Why Existing Tools Leave Gaps

I want to be fair here — the existing eval tools are genuinely good. But they each have a niche.

Phoenix Evals (Arize) is brilliant if you're deep in the Arize observability ecosystem. The Custom Evals architecture is openly inspired by it. But Phoenix is a full observability platform. If you just want to score outputs without standing up a tracing infrastructure, it's overkill.

DeepEval has 50+ metrics — impressive. But it requires a specific test runner, a specific file format, and an opinionated workflow. It's a comprehensive evaluation suite, not a lightweight library.

RAGAS is surgical and excellent at RAG evaluation specifically. Faithfulness, AnswerRelevancy, ContextPrecision — the research is solid. But it's RAG-first. It doesn't cover general LLM evaluation, agent tool-use quality, or document extraction accuracy.
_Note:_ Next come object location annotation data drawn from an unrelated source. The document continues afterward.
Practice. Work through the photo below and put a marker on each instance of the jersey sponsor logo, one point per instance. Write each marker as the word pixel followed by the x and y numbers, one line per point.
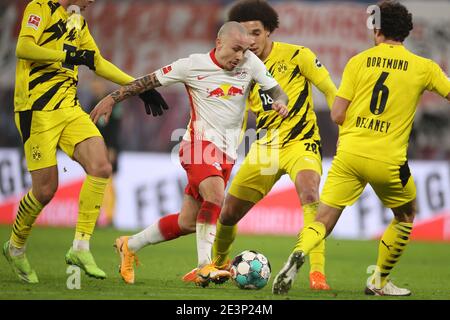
pixel 226 91
pixel 36 153
pixel 282 66
pixel 167 69
pixel 34 21
pixel 217 166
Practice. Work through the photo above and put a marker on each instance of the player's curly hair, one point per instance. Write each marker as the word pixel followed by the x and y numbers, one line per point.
pixel 396 20
pixel 251 10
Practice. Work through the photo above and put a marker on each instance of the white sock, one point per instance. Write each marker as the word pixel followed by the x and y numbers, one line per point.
pixel 206 234
pixel 150 235
pixel 80 245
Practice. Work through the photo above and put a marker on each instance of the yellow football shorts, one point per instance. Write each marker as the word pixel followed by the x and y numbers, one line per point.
pixel 43 132
pixel 349 174
pixel 263 166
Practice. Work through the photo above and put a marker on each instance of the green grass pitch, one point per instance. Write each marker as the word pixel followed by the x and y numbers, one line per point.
pixel 424 269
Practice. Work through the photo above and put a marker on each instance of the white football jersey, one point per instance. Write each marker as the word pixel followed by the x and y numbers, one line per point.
pixel 217 96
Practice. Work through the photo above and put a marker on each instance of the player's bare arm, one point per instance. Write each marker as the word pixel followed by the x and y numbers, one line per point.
pixel 104 107
pixel 339 110
pixel 280 100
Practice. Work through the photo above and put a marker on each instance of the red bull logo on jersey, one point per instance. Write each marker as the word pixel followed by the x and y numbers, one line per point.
pixel 226 91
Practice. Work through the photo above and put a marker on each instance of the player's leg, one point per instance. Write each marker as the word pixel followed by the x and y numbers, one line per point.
pixel 82 141
pixel 165 229
pixel 303 162
pixel 342 188
pixel 40 132
pixel 233 210
pixel 397 191
pixel 212 191
pixel 44 185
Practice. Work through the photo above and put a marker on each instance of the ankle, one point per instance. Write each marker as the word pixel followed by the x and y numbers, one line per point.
pixel 16 251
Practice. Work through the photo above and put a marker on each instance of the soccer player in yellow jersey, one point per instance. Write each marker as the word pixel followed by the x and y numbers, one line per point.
pixel 375 108
pixel 284 146
pixel 54 40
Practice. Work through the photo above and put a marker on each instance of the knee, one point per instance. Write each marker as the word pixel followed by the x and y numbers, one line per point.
pixel 45 193
pixel 215 197
pixel 101 169
pixel 405 217
pixel 309 195
pixel 229 216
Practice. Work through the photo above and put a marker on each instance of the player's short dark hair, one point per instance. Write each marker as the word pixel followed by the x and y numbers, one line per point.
pixel 251 10
pixel 396 20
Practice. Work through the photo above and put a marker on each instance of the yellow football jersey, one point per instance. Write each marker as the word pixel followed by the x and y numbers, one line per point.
pixel 295 68
pixel 384 85
pixel 49 86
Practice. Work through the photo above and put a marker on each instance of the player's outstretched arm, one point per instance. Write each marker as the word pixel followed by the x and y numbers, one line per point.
pixel 280 99
pixel 104 107
pixel 339 110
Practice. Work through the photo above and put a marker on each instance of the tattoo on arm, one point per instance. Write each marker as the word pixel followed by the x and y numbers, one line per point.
pixel 136 87
pixel 277 94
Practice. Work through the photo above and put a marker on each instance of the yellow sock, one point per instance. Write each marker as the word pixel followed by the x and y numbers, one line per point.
pixel 225 236
pixel 29 209
pixel 91 198
pixel 390 249
pixel 317 255
pixel 310 237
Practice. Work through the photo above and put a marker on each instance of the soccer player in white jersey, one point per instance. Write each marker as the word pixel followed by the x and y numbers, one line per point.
pixel 218 84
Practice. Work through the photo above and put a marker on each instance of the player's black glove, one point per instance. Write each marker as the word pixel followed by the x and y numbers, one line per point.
pixel 81 57
pixel 154 102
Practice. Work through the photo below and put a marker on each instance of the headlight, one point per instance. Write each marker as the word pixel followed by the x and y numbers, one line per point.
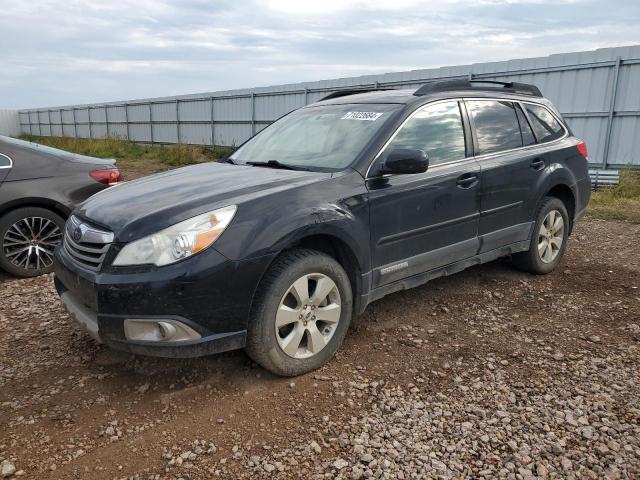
pixel 177 242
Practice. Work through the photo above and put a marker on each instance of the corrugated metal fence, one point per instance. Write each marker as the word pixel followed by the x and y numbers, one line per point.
pixel 9 123
pixel 598 92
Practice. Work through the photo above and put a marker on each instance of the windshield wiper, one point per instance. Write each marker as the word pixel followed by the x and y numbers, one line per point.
pixel 276 164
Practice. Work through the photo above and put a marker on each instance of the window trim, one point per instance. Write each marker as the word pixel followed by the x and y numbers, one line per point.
pixel 472 130
pixel 528 147
pixel 10 162
pixel 415 112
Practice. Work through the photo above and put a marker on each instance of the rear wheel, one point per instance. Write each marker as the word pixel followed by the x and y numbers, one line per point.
pixel 301 313
pixel 549 239
pixel 28 237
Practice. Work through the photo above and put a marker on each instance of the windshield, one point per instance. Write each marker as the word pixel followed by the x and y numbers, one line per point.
pixel 327 137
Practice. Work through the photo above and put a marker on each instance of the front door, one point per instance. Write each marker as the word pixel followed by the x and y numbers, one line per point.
pixel 420 222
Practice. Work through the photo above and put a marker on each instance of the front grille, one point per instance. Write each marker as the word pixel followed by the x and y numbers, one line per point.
pixel 85 244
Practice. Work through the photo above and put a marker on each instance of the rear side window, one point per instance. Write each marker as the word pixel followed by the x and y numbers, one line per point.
pixel 5 162
pixel 437 130
pixel 496 125
pixel 525 128
pixel 544 124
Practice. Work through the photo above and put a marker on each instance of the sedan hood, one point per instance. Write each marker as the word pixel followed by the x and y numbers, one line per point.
pixel 135 209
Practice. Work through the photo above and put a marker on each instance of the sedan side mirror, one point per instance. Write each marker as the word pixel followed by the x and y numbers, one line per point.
pixel 405 161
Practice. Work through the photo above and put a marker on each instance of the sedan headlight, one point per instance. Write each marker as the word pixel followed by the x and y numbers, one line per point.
pixel 178 241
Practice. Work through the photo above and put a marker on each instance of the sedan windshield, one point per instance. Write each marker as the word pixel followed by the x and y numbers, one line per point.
pixel 327 137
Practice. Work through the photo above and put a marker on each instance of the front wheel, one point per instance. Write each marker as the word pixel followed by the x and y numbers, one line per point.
pixel 549 239
pixel 28 237
pixel 301 313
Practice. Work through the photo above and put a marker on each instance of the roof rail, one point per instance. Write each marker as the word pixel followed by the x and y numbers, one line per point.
pixel 354 91
pixel 489 85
The gap: none of them give you a single unified interface that works across 17 different frameworks without requiring a backend.


The Architecture: Four Evaluation Layers

The interesting design choice in Custom Evals is that there's no single "evaluator." There are four distinct layers. Use any or all of them.

Custom Evals
├── Layer 1: Code-Based Metrics       (deterministic, zero LLM cost)
├── Layer 2: LLM-Based Evaluators     (LLM-as-judge, semantic quality)
├── Layer 3: NLP Similarity Metrics   (BLEU, ROUGE, cosine, Jaro-Winkler...)
└── Layer 4: OCR / Document Metrics   (for non-LLM extraction pipelines)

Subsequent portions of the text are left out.